"Worldplace" Reporting in American Journalism

By Doug McGill
The McGill Report

ROCHESTER, MN -- A growing movement in American journalism, of which this column is a part, is trying to illuminate for readers the connections between their local communities and the international world.

I once called this trend "glocalizing," using a term coined by Thomas Friedman's in his paean to globalization, "The Lexus and the Olive Tree." But I'm now using another word -- "worldplace" -- borrowed from another brilliant thinker about our interconnected world, Jane Shevtsov, a UCLA student who started the website "World Beyond Borders."

The idea of worldplace news is that every place on earth is connected by strands of mutual influence, interdependence, and direct causality. Because the geographical distances are so great, say between Rochester, MN and Brooklyn, NY and Warsaw, Poland, it's easy not to see those connections. But those connections are there, and together they make up not only one's place, but one's worldplace.

The job of the worldplace reporter is to investigate and to write about his worldplace. The invisible strands of mutual influence connecting his place to the world, are his subject. They are what he tries to make visible, to bring into public light and public life.

Although the word itself is still new, the practice has been growing in journalism in recent years, mostly among individual reporters, editors, and bloggers who have taken on this type of writing and reporting as a personal project.

But the rise of worldplace reporting also has some powerful economic and social trends behind it. Economic globalization is making interdependence of global labor and consumer markets more important every day, right down to the kitchen table level. So has America's heightened international presence after 9/11. And so has the deterioration of America's reputation in the world following the invasion of Iraq.

Three fourths of Americans say the U.S. should share leadership in the world, as opposed to 11 percent who say that the U.S. should be the single world leader, according to a recent Pew Research Center Poll. And 66 percent say that the U.S. is less respected in the world than it was in the past, and this is a serious national security issue.

Those statistics show that Americans have a strong sense of America, and of their own communities, as worldplaces.

In the Global Rochester column, I try to show how trends like economic globalization, immigration and global political events, such as the Iraq War and the end of the Cold War, have had strong ripple effects that touch every retail shop, every farm, every home, every office and every classroom in southeastern Minnesota.

All around the country, local newspapers are doing the same thing.

"Local news is the whole franchise for a local newspaper because it's the one piece of the spectrum that they can own," says Chris Peck, editor of the Memphis Commercial Appeal. "But the definition of local news is changing and becoming more global. It's where the newspaper industry is headed."

Blurred Boundaries

When Memphis recently celebrated the 26th anniversary of the death of Elvis Presley, Peck didn't treat it as a local story.
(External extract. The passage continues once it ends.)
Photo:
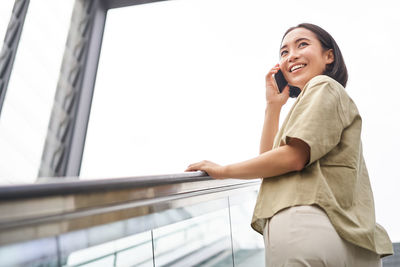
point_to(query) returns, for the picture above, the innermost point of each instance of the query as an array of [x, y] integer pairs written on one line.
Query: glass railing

"Elvis is not just a Memphis story, he's a global story," he said. "People from all over the world traveled here to pay homage." On a smaller scale, Peck recently wrote an article about buying a table at a local store and then, finding that one of its drawers didn't work, having to wait for six weeks while his order for a replacement was shipped all the way to China.

Worldplace reporting at community newspapers is developing naturally as the distinction between local and international news becomes increasingly blurred.

The biggest worldplace newspaper section is at the Atlanta Journal-Constitution, where a staff of six reporters and an editor puts out a regular Wednesday section called Atlanta and the World. One recent story explained the challenges faced by Latinos and Asians trying to buy homes in Atlanta; another told how Georgia catfish farmers had helped push a federal law severely limiting Vietnamese catfish exports to the United States.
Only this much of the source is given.